Brandelli esclarece que o objetivo da pesquisa é expor a necessidade de abordar o preconceito no tratamento não só de pessoas trans, mas também em relação à raça e classe social, por exemplo. “Muitos profissionais podem dizer ‘eu nunca vi uma pessoa trans’, mas é possível que essa população não acesse esses serviços com receio da forma de tratamento. Então é preciso desenvolver campanhas contra essas atitudes”, propõe. Agora, o coordenador conta que está escrevendo um novo artigo sobre essa coleta de dados. O foco será o acesso aos procedimentos de HIV, como medicamentos e testes. “Esse é um dos agravos mais prevalentes nas mulheres trans, principalmente no Rio Grande do Sul, que é um dos estados com maior índice dessa epidemia”.
O projeto também revela que de 83 homens trans, 46 nunca encontraram um médico para prescrever hormônios, ou seja, 55,4%. Por outro lado, de 56 mulheres trans, 22 contam que nunca conseguiram um médico para receitar o medicamento, o que representa 39,3%. Em relação a procedimentos médicos, como modificações do corpo, cirurgias de afirmação de gênero, implante de silicone, entre outros, 64,2% alegam não ter dinheiro para pagar, ou seja, 278 de 433 pessoas trans. O professor Angelo diz que essas questões mostram uma discrepância. “O SUS cobriria esses procedimentos. Então por que as pessoas não estão conseguindo fazer?”, questiona ele. Entre as 102 mulheres trans que já fizeram procedimentos médicos, 76,8% optaram por clínicas privadas e apenas 18,6% por clínicas públicas. Para o professor, os números falam por si. “São questões graves que mostram a falha do sistema de saúde, que dificulta o acesso à saúde das pessoas trans”, analisa.
Brandelli explica que, para definir o perfil dos participantes, foram feitas duas perguntas: “qual o sexo que foi designado ao nascer?” e “como se identifica agora?”. Qualquer discordância entre os dois questionamentos inclui a pessoa no estudo.

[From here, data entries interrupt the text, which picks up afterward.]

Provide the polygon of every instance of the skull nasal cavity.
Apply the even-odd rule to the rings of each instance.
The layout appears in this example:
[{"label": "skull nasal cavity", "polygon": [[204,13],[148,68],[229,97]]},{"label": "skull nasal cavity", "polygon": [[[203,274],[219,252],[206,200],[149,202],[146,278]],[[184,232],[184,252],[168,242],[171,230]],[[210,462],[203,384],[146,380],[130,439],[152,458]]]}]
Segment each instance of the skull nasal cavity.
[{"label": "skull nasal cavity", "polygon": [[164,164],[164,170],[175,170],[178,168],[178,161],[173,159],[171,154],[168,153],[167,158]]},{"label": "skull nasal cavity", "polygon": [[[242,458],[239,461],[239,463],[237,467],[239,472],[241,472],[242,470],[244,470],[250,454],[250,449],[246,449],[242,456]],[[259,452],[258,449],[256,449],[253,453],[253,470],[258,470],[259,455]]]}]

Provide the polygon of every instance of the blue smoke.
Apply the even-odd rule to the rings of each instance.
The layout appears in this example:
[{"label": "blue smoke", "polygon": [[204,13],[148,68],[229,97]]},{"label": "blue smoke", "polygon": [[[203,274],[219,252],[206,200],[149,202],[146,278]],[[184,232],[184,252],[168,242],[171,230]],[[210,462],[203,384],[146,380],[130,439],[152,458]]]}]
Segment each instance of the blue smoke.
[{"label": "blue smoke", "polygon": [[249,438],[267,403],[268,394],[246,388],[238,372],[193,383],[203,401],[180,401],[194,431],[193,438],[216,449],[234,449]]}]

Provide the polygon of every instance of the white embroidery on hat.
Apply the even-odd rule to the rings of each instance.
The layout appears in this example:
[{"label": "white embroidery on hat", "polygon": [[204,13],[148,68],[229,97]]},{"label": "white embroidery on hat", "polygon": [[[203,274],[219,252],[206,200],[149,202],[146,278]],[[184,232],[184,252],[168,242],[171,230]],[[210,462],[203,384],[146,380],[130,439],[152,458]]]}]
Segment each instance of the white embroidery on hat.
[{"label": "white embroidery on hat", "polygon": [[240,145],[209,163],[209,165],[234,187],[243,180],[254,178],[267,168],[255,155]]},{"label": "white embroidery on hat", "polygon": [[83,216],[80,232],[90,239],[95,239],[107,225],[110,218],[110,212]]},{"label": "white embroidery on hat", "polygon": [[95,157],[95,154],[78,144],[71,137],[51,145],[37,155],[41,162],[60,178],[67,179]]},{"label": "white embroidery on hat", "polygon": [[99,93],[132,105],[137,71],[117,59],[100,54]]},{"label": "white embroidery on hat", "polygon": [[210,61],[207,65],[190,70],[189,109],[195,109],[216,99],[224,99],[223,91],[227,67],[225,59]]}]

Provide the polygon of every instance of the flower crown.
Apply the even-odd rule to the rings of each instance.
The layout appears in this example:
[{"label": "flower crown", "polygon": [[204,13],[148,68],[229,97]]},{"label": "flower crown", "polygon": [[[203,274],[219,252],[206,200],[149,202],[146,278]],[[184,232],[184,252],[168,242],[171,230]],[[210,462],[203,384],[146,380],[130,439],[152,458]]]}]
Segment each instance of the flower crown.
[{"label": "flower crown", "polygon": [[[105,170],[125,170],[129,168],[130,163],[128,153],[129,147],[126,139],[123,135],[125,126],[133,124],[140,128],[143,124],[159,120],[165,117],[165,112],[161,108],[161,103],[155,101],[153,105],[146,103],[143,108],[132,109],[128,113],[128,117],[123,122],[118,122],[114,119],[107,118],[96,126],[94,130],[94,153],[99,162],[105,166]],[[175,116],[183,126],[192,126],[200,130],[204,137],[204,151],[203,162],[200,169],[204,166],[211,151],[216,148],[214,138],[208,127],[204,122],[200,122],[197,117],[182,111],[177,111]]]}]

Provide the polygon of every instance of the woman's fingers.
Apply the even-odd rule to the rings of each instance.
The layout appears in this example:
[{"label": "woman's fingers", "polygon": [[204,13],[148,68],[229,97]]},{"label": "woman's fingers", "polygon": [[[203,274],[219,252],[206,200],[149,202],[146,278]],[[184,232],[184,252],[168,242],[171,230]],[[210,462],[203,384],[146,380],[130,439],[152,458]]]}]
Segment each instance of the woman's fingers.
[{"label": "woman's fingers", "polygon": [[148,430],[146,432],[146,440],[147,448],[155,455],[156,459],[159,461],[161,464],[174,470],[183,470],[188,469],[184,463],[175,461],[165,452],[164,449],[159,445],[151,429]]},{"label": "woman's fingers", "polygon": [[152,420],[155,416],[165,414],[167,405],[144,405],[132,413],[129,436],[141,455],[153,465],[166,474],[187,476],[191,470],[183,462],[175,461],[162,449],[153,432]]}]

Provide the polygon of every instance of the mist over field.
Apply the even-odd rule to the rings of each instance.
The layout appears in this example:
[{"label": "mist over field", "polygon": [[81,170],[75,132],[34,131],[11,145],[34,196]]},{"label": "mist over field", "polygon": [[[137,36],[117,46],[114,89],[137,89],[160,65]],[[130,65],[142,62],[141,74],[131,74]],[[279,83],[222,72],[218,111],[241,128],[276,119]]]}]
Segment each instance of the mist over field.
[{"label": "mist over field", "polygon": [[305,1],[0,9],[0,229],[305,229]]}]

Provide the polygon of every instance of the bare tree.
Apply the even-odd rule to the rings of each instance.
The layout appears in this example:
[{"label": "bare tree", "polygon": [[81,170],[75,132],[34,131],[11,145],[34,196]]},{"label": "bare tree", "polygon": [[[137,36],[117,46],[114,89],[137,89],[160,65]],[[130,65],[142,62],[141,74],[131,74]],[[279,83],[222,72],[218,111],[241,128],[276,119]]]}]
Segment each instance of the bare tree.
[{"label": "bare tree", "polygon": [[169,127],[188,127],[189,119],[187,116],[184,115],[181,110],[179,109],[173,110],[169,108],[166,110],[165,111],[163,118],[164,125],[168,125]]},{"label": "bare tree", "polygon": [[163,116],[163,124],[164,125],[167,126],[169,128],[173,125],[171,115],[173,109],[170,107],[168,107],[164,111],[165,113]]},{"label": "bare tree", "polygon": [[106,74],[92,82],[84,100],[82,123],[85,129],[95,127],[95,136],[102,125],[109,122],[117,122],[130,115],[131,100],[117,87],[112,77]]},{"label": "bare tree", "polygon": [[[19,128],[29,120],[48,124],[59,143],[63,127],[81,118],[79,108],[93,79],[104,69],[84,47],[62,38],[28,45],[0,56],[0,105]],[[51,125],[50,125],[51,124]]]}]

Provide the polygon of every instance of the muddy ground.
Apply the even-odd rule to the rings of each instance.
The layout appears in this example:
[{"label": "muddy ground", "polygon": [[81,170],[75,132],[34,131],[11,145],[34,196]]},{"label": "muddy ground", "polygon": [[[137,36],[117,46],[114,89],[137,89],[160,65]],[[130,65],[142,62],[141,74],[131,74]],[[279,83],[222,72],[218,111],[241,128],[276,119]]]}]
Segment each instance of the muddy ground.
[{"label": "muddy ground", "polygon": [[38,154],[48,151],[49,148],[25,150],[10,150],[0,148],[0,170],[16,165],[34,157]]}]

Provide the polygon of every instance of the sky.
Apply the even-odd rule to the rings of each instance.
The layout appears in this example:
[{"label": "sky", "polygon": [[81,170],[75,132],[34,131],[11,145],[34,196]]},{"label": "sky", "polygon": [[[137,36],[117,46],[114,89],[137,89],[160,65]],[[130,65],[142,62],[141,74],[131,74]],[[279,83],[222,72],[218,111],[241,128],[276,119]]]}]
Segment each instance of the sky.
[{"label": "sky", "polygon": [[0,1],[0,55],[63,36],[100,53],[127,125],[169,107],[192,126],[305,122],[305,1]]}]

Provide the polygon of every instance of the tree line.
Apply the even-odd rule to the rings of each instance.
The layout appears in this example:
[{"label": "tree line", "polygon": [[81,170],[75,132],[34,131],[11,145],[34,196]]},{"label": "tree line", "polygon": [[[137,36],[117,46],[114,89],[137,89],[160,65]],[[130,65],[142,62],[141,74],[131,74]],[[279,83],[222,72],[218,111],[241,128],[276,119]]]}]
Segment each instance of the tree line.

A maioria dos integrantes são homens e mulheres trans, mas também responderam ao questionário pessoas com outra identidade de gênero, por exemplo aquelas que se identificam como não binárias, agêneras, queer, entre outros. Só no Facebook do Brasil estão disponíveis 17 opções de gênero.
O professor conta que esteve no Canadá há aproximadamente dois anos e conheceu a professora da University of Western Ontario, Gretha Bauer, coordenadora de um projeto chamado TransPulse. A iniciativa é um levantamento sobre a vida das pessoas trans composto por perguntas envolvendo problemáticas enfrentadas por esse grupo. “Achamos a iniciativa importante, porque não temos muito diagnóstico da vida das pessoas trans aqui no Brasil em vários aspectos, principalmente na saúde, então adaptamos esse questionário para cá”.